Simultaneamente com o início dos trabalhos começaram os furtos. As placas metálicas usadas no tapume instalado para o isolamento das praças começaram a desaparecer, primeiro na Praça do Relógio. A Prefeitura as recolocava, mas no dia seguinte já tinham sido levadas novamente, até que decidiram  usar material usado, reciclando-os.

   

 



Antes mesmo da inauguração da Praça do Carmo, skatistas e patinadores começaram a usá-la e a destruir a parte da alvenaria no entorno do anfiteatro. Depois da inauguração, esses desportistas chegavam em grupos e faziam concorrência com os jogadores de futebol. Usos esses não previstos para praças, muito menos aquelas tombadas, mas  ninguém se preocupou nem com uma vigilncia nem... educar esses "cidadãos incivis".






















Não estamos falando de  "arranhões" no nosso patrimônio. Os danos são muito maiores e causados, principalmente, porque nenhuma das praças foi guarnecida com qualquer tipo, sério,  de vigilância. Assim, logo começaram a desaparecer: ... primeiro as lâmpadas (mais de vinte) do anfiteatro da praça do Carmo, e logo a seguir seis balizadores de ferro.  As lampadas que sobraram no anfiteatro, passam o dia inteiro acesas, provocando despesas inuteis; as outras , dos canteiros não dão mais luz...


















Enquanto isso, na Praça do Relógio praticamente todos os balizadores estavam sendo subtraídos, alguns derrubados pelos caminhões, outros sendo roubados. Logicamente, os meliantes ficaram à vontade para praticar o furto, porquanto, as praças não eram vigiadas, nem mesmo  pela Guarda Municipal de Belém.







 







Somente nas duas praças mencionadas foram gastos cerca de dois milhões de reais. A despeito das nossas denúncias, entretanto, nenhuma providência com relação à vigilância das mesmas foi adotada, apesar de todos os exemplos de depredações e furtos já havidos. As imagens registradas pelas câmeras do CIOP existentes na Praça do Carmo, aparentemente não foram verificadas para possível identificação dos criminosos que perpetraram o furto dos equipamentos públicos; o que seria uma forma de tentar recuperar o prejuízo, no intuito de resguardar o patrimônio cultural, o que é da responsabilidade do poder público.

 

Segundo a Lei Municipal nº 8.769, de 27.09.2010, que altera a Lei Municipal nº 7.346, de 14 de outubro de 1986; a Guarda Municipal de Belém tem como suas atribuições “...proteger sua população, guarda e proteção dos parques, praças, jardins e demais logradouros públicos ou próprios municipais, localizados em área territorial do Município...”. Não vemos isso acontecer, porém.

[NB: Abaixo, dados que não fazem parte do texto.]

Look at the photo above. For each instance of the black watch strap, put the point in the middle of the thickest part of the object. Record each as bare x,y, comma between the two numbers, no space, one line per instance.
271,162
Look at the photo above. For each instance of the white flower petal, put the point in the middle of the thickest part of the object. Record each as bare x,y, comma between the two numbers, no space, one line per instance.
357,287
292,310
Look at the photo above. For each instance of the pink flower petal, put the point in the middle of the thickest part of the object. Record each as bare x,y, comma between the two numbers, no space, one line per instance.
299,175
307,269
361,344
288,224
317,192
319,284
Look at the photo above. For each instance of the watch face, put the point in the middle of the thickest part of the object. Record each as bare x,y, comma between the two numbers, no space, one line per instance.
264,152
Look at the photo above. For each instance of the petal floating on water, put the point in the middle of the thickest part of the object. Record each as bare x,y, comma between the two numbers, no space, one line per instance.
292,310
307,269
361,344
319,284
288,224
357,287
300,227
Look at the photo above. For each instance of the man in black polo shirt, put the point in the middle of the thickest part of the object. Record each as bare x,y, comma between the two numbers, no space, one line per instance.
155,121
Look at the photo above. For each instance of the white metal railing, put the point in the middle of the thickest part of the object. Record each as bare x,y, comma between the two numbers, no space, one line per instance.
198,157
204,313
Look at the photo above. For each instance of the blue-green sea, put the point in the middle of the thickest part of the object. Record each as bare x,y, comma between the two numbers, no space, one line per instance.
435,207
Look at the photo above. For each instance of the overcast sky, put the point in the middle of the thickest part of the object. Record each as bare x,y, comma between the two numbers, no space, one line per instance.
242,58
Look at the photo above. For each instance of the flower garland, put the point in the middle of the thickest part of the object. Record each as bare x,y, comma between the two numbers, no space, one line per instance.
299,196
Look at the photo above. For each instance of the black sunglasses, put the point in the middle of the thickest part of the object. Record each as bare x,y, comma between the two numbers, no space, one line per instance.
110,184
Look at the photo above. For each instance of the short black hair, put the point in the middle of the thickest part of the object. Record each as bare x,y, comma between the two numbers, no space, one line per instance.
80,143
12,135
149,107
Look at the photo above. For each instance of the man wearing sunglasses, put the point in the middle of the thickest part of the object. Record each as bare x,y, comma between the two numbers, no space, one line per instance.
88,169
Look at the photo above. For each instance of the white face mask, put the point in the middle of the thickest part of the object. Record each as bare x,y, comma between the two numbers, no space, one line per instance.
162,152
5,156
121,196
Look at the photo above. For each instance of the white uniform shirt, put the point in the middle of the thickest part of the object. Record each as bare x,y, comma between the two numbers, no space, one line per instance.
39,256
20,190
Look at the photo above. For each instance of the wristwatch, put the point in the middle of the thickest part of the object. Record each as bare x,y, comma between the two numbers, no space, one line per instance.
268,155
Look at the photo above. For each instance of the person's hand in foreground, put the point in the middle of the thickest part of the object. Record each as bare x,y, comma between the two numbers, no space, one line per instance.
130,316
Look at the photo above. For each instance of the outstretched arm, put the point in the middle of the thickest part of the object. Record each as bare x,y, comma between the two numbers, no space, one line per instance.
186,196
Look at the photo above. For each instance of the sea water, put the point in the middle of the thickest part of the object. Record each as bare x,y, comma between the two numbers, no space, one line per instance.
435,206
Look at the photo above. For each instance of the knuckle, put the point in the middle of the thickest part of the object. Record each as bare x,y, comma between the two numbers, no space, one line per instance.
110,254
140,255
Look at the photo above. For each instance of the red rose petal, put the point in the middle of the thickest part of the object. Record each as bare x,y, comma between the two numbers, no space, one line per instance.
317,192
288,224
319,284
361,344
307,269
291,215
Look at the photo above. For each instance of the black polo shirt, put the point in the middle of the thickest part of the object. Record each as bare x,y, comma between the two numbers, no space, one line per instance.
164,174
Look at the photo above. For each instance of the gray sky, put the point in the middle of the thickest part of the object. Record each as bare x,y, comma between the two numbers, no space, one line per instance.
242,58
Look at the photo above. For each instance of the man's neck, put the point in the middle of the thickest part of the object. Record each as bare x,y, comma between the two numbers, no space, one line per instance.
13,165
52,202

Não podemos continuar olhando para esses casos, apenas como um indicador da situação grave de fragmentação social... Nada justifica os danos, senão a desatenção aos fatos,  e eles precisam ser reprimidos, evitados e ...corrigidos! Sabemos que o problema do vandalismo, tem múltiplas causas, mas talvez pudesse ser minimizado, se o poder público (União, estado e município) cumprisse suas atribuições dispostas em lei, inclusive quanto ao fornecimento de educação patrimonial e de educação ambiental, de forma efetiva, à população em geral.